Violating strict-aliasing, even without any castin

2019-06-03 12:48发布

问题:

I think I'm really asking: is aliasing "transitive"? If the compiler knows that A might alias B, and B might alias C, then surely it should remember that A might therefore alias C. Perhaps this "obvious" transitive logic isn't required however?

An example, for clarity. The most interesting example, to me, of a strict-aliasing issue:

// g++    -fstrict-aliasing -std=c++11 -O2
#include <iostream>

union
{   
    int i;
    short s;
} u;
int     * i = &u.i;

int main()
{   

    u.i = 1; // line 1
    *i += 1; // line 2

    short   & s =  u.s;
    s += 100; // line 3

    std::cout
        << " *i\t" <<  *i << std::endl // prints 2
        << "u.i\t" << u.i << std::endl // prints 101
        ;

    return 0;
}

g++ 5.3.0, on x86_64 (but not clang 3.5.0) gives the above output, where *i and u.i give different numbers. But they should give exactly the same number, because i is defined at int * i = &u.i; and i doesn't change.

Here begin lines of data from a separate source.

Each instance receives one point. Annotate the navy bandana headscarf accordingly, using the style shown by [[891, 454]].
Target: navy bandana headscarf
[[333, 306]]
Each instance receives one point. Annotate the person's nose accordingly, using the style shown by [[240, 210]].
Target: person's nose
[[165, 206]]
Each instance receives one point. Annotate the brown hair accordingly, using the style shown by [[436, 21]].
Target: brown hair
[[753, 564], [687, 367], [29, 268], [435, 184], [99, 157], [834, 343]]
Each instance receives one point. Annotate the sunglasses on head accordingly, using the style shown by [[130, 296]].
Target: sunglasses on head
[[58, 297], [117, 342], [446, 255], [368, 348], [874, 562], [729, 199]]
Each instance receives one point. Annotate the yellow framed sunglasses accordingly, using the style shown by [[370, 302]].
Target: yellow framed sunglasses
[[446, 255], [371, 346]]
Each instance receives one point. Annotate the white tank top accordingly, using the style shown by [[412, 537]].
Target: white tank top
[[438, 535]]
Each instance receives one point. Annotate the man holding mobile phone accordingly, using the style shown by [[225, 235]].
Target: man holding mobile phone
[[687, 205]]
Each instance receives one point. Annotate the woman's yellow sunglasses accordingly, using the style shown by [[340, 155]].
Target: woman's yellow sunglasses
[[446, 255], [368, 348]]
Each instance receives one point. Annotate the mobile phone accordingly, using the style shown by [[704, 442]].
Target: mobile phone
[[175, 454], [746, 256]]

I have a theory: When 'predicting' the value of u.i, the compiler asks which lines might affect the contents of u.i. That includes line 1 obviously. And line 2 because int* can alias an int member of a union. And line 3 also, because anything that can affect one union member (u.s) can affect another member of the same union. But when predicting *i it doesn't realise that line 3 can affect the int lvalue at *i.

Does this theory seem reasonable?

I find this example funny because I don't have any casting in it. I managed to break strict-aliasing with doing any casting.

回答1:

Reading from inactive member of a union is undefined in C++. (It's legit in C99 and C11).

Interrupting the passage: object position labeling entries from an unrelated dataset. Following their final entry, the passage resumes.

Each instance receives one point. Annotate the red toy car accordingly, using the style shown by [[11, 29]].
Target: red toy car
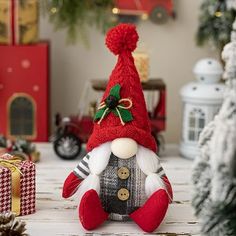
[[158, 10]]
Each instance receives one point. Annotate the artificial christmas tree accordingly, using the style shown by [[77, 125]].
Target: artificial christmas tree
[[214, 174], [121, 177], [215, 23]]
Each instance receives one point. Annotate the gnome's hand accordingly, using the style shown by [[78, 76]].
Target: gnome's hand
[[70, 186]]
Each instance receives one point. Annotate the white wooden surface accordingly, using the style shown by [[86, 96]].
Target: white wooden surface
[[56, 216]]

So, all in all, the compiler isn't required to assume/remember anything.

Standardese:

N4140 §9.5[class.union]/1

In a union, at most one of the non-static data members can be active at any time, that is, the value of at most one of the non-static data members can be stored in a union at any time.



回答2:

It is only allowed to read from the union member that was last written to in C++.

Aliasing outside unions is only allowed between 'similar' types (for details please see this Q/A), and char/unsigned char. It is only allowed to alias another type through char/unsigned char, but it is not allowed to alias char/unsigned char through other types. If the latter was allowed, then all objects would have to be treated as possibly aliasing any other object, because they could be 'transitively aliased' like you describe through char/unsigned char.

But because this is not the case, the compiler can safely assume that only objects of 'similar' types and char/unsigned char alias each other.